The House of Representatives voted 263-171 to adopt the measure, without amendment, and President George W. Bush signed it about 90 minutes later.

The bill received 91 votes from Republicans and 172 from Democrats, up from 65 Republicans and 140 Democrats in a failed vote Monday. Faced with substantial public disapproval—albeit less than it seemed earlier in the week (BusinessWeek.com, 10/2/08)—Democratic leaders had insisted throughout the process that they needed a bipartisan bill. Otherwise, they feared, they would be seen as joining the Administration in a Wall Street bailout.

Lawmakers supporting the bill cited a rapidly worsening credit market that had left constituents unable to get financing to buy cars or bank loans to expand small businesses. Some cited public opinion shifting since Monday, when the House's rejection of an earlier version of the bill, by a 228-205 vote, sent the Dow Jones industrial average spinning down more than 778 points (BusinessWeek.com, 9/29/08), or almost 7%. Several House members warned from the floor that the bill was no silver bullet, and that Congress and the Administration—both this one and the next—will still have plenty of work to do.

Treasury Secretary Henry Paulson Jr. promised both speed and care in executing the Troubled Asset Relief Program created by the bill. "We will move rapidly to implement the new authorities, but we will also move methodically," he said.

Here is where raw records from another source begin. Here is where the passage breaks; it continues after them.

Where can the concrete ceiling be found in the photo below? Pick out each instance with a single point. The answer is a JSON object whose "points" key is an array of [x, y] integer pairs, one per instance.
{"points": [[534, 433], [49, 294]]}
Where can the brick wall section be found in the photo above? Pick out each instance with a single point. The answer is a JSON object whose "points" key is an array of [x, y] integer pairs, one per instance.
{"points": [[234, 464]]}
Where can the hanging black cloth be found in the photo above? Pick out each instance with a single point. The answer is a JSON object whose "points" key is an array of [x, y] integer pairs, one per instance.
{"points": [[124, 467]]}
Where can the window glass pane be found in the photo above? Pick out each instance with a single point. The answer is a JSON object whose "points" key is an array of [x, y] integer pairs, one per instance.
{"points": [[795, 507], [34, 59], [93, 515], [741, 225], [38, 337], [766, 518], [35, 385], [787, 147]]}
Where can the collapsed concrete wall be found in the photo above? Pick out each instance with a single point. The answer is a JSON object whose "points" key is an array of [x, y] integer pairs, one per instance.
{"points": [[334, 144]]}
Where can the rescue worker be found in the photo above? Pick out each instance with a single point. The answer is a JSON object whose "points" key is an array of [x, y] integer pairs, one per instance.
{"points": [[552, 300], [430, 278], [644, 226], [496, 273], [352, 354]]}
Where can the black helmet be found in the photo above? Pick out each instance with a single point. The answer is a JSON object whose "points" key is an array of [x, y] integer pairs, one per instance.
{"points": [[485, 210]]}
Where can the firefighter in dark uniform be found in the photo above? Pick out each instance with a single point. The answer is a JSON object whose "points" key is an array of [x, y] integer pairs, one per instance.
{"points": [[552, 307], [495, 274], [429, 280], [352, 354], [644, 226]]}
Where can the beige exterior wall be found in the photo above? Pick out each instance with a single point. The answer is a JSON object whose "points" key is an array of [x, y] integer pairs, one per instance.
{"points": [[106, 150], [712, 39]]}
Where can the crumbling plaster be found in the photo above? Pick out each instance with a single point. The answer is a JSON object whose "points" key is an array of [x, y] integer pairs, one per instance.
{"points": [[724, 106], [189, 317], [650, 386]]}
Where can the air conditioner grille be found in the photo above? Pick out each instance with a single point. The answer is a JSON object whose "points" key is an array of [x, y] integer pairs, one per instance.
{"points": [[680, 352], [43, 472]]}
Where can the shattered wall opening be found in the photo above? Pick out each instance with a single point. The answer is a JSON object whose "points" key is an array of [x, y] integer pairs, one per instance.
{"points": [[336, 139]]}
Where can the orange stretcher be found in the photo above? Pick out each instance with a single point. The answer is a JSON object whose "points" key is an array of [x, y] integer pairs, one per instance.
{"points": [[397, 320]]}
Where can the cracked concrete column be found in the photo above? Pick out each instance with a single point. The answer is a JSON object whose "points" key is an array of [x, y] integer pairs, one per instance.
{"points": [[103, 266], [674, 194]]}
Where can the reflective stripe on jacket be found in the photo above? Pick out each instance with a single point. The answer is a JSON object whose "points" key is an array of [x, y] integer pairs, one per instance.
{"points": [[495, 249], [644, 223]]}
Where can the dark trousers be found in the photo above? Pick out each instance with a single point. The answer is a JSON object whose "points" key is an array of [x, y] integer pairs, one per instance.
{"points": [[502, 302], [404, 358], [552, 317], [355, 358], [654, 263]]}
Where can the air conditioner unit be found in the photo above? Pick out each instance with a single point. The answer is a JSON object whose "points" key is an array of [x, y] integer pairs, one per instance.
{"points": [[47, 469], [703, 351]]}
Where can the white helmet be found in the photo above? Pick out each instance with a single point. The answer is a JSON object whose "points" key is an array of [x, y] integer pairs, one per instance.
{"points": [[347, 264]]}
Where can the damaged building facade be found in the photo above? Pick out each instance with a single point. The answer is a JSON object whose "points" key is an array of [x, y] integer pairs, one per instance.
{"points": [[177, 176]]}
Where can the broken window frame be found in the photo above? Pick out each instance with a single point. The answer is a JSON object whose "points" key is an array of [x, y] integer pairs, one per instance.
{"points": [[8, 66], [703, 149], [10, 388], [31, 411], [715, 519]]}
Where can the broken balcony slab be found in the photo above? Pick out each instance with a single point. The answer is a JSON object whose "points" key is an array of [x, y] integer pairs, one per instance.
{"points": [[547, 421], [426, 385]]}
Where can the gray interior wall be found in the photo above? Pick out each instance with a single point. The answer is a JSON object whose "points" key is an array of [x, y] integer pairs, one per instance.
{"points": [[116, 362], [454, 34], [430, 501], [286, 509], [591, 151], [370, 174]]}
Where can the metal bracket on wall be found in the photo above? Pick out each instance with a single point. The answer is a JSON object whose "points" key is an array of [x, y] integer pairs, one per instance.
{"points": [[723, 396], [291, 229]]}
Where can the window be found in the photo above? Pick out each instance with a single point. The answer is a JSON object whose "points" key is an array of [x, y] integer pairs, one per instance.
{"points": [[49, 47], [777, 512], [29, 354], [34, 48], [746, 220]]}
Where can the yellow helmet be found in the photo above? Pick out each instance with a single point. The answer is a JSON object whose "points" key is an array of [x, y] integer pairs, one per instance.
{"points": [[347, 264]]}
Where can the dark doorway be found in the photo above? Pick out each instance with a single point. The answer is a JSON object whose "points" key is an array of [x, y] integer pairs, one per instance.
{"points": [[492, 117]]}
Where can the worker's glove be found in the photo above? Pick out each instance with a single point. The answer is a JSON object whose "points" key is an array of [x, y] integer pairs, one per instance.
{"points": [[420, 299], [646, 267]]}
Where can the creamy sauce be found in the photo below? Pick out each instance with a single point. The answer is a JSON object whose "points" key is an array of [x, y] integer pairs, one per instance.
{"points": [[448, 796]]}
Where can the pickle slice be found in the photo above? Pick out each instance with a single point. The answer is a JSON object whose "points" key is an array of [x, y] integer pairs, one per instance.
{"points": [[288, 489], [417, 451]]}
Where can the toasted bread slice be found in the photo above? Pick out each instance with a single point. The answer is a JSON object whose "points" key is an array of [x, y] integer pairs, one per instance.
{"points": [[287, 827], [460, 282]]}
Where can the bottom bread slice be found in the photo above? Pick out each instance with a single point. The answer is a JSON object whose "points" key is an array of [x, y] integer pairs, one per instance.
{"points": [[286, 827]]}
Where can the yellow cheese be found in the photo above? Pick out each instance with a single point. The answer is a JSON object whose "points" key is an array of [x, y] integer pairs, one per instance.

The goal would be to use a variety of tools to reinvigorate the private capital markets.

Bush called the bill the product of a successful bipartisan effort, and said that, although many Americans "have concerns" about the bill, the measure is necessary to prevent a serious financial crisis from worsening. "We have acted boldly to help the crisis on Wall Street from becoming a crisis in communities across our country," he said. Bush also visited the Treasury Department, where he praised Paulson and agency employees for six weeks of grueling work "dealing with a serious financial crisis."

From the Presidential campaign trail, Barack Obama and John McCain lauded the bill's passage, but said more hard work remained before the economy would improve substantially.

"We must also do more than this rescue package does to help homeowners stay in their homes," Obama said in a statement. "Passing this rescue plan cannot be the end of our work to strengthen the economy—it must be the beginning."

McCain, in a statement, called the bill "a tourniquet, not a permanent solution" but said modifications to the bill would protect the taxpayer. "It is an outrage that it's even necessary," McCain said. "But we must stop the damage to our economy done by corrupt and incompetent practices on Wall Street and in Washington."

Jitters About the Add-Ons

Heading into the vote, business and some consumer lobbyists worked furiously (BusinessWeek.com, 10/2/08) to change votes in the House. There were some last-minute jitters (BusinessWeek.com, 10/3/08) about the outcome, in part thanks to the very provisions added to make it more palatable to Republicans.